Australians have spent an average of $240 on 11 Christmas presents, but many would have rather cut back, a survey has found.
An ME Bank survey of 1,000 Australians who participate in Christmas gift giving found that 87 per cent would give gifts this Christmas.
However, the survey also found that 48 per cent of respondents felt pressured to spend more than they wanted on Christmas gifts.
As a result, 44 per cent said they would like to cut back on gifts so they could afford other things like paying bills, while 41 said the money they spend on gifts causes them financial worry.
So why do Australians give so many presents? According to the survey, 58 per cent of respondents said most were given out of a sense of obligation.
The survey also found that 58 per cent would like to stop giving Christmas gifts to work colleagues, while 51 per cent would like to cull extended family and 30 per cent in-laws.
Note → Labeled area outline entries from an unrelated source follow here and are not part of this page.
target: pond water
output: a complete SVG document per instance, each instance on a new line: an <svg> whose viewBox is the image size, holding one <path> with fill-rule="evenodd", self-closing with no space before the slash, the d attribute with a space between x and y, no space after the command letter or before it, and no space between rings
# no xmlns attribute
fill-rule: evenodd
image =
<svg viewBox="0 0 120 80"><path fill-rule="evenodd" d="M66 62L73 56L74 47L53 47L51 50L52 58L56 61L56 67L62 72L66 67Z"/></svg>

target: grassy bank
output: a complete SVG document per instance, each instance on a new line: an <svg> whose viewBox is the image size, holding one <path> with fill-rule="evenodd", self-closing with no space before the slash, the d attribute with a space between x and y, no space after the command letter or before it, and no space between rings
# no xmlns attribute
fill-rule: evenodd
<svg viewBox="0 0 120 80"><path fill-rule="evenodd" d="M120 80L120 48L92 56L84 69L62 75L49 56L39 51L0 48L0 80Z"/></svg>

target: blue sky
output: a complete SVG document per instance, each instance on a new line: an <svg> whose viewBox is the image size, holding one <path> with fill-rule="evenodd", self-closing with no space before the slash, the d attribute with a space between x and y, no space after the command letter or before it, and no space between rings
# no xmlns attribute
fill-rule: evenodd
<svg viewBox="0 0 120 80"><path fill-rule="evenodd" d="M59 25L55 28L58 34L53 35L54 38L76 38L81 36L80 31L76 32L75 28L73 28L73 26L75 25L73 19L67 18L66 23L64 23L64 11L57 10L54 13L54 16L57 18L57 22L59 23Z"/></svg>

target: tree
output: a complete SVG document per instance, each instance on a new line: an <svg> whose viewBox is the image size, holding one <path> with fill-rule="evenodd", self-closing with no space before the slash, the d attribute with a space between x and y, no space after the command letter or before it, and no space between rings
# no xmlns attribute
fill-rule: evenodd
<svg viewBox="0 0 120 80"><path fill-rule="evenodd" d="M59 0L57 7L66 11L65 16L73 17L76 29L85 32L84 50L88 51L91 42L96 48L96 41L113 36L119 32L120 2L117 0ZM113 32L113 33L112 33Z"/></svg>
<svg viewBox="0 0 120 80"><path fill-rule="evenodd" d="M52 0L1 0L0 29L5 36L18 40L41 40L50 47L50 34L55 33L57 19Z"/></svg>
Australians aren’t just buying too many gifts, they’re also receiving too many, with 45 per cent of respondents stuck with unwanted gifts.
ME Bank money expert Matthew Read said that while presents can be symbols of love and generosity, Australians shouldn’t overspend.
“If you struggle to pay for gifts, there are things you can do,” he said.
“Consumers should have the courage to talk to their gift giving circle about unnecessary gift giving. It’s highly likely they feel the same way.
“Other common tips include setting present spending limits, shopping early to reduce overspending in a rush, and arranging a Kris Kringle.”